Für Organisationen, die sich auf S/4HANA vorbereiten, sollte Datenarchivierung nicht als nachträglicher Gedanke behandelt werden. Sie sollte von Anfang an Teil der Migrationsstrategie sein.

Ein datengetriebener Ansatz beginnt mit einer einfachen Frage: Welche Daten benötigt das Unternehmen im neuen System wirklich? Sobald das klar ist, wird der Weg zu S/4HANA sauberer, planbarer und kosten effizienter.

Q1. Wie stark kann Datenarchivierung meine Kosten für die S/4HANA-Migration senken?

Answer:

Die Einsparungen hängen von Größe und Reife Ihrer aktuellen SAP-Umgebung sowie vom internen Aufwand im Unternehmen ab. Typische Reduzierungen des Datenvolumens liegen zwischen 30 % und 70 % – das führt direkt zu geringerem HANA-Speicherbedarf, kürzeren Konvertierungslaufzeiten und niedrigeren Infrastrukturkosten. Der SAP-Archivierungsrechner der TJC Group kann Ihnen helfen, potenzielle Einsparungen speziell für Ihre Organisation zu schätzen.

Q2. Wann sollten wir vor einer S/4HANA-Migration mit der Datenarchivierung beginnen?

Answer:

Idealerweise sollte die Datenarchivierung 12 bis 18 Monate vor der geplanten Migration beginnen. So bleibt ausreichend Zeit, die Datenbank zu analysieren, Archivierungsobjekte zu konfigurieren, Archivierungsläufe durchzuführen und Ergebnisse zu verifizieren – ohne den Tagesbetrieb zu beeinträchtigen. Zudem ist es eine Gelegenheit, sich auf die Datenbereinigung zu konzentrieren und vor der Migration nach S/4HANA die passende Data Governance zu etablieren.

Q3. Verlieren wir nach der Migration den Zugriff auf archivierte Daten?

Answer:

Nein. Wenn SAP ILM-Prinzipien korrekt angewendet werden und die Datenarchivierung ordnungsgemäß erfolgt, bleiben archivierte Daten in SAP S/4HANA über Standard-SAP-Transaktionen zugänglich. Für Daten in stillgelegten Altsystemen bieten Lösungen wie die Enterprise Legacy System Application (ELSA) der TJC Group weiterhin einen kontrollierten Zugriff.
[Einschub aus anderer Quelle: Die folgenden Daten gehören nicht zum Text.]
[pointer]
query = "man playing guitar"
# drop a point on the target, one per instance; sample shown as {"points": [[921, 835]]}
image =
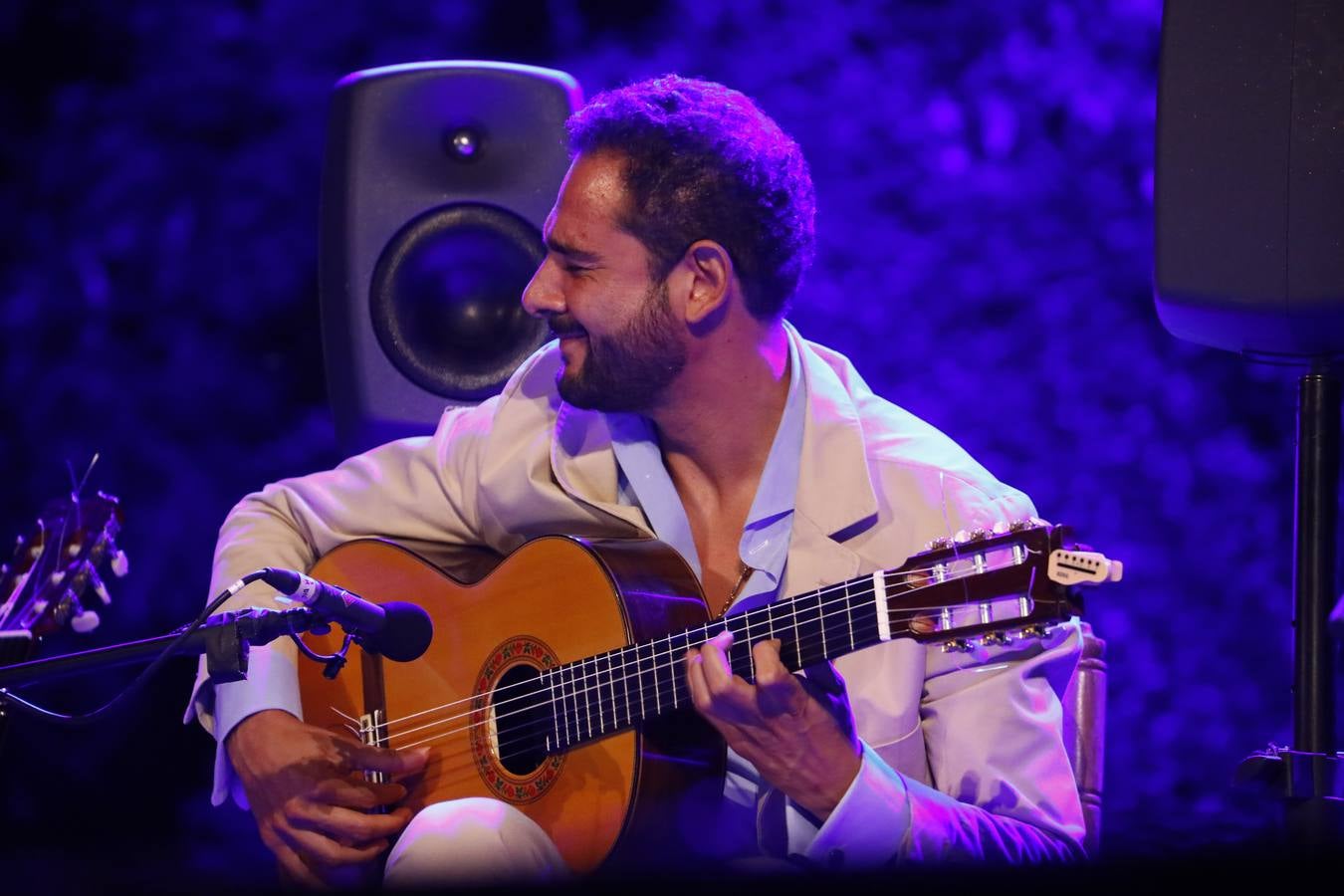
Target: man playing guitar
{"points": [[678, 404]]}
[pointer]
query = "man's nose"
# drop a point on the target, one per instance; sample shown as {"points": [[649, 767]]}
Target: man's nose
{"points": [[542, 295]]}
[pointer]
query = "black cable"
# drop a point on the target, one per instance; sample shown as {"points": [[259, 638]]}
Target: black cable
{"points": [[10, 699]]}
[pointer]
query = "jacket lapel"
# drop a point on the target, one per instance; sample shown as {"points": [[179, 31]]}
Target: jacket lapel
{"points": [[835, 497], [583, 465]]}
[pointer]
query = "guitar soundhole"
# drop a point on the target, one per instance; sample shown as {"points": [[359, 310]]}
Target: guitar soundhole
{"points": [[513, 719], [522, 720]]}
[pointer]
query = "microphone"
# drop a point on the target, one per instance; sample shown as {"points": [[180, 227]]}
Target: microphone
{"points": [[396, 630]]}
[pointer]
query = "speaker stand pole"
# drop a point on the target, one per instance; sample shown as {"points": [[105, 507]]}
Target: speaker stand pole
{"points": [[1312, 819], [1305, 776]]}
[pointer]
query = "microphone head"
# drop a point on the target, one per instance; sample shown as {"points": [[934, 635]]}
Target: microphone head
{"points": [[405, 634]]}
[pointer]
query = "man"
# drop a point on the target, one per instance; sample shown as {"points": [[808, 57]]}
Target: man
{"points": [[679, 404]]}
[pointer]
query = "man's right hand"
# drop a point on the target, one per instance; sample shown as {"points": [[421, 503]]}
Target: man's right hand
{"points": [[311, 800]]}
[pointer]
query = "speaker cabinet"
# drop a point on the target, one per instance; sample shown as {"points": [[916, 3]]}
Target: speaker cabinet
{"points": [[436, 184], [1250, 175]]}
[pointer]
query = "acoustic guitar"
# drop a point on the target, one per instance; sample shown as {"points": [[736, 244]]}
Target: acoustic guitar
{"points": [[556, 683]]}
Q4. Ist Datenarchivierung für alle S/4HANA-Migrationsansätze relevant?

Answer:

Ja. Unabhängig davon, ob Sie einen Brownfield-, Greenfield- oder Selective-Data-Transition-Ansatz verfolgen: Datenarchivierung schafft Mehrwert. In Brownfield-Projekten reduziert sie die zu konvertierenden Daten. In Greenfield-Projekten unterstützt sie das Management von Altdaten nach dem Go-live. Bei selektiven Transitionen hilft sie, einen saubereren Migrationsumfang zu definieren.

Q5. Kann Datenarchivierung automatisiert werden?

Answer:

Ja. Tools wie das Archiving Sessions Cockpit (ASC) automatisieren den gesamten Archivierungs- und Datenvernichtungsprozess. Nach der Konfiguration läuft das ASC kontinuierlich, reduziert manuellen Aufwand und menschliche Fehler und stellt gleichzeitig die Einhaltung von Aufbewahrungsrichtlinien sicher.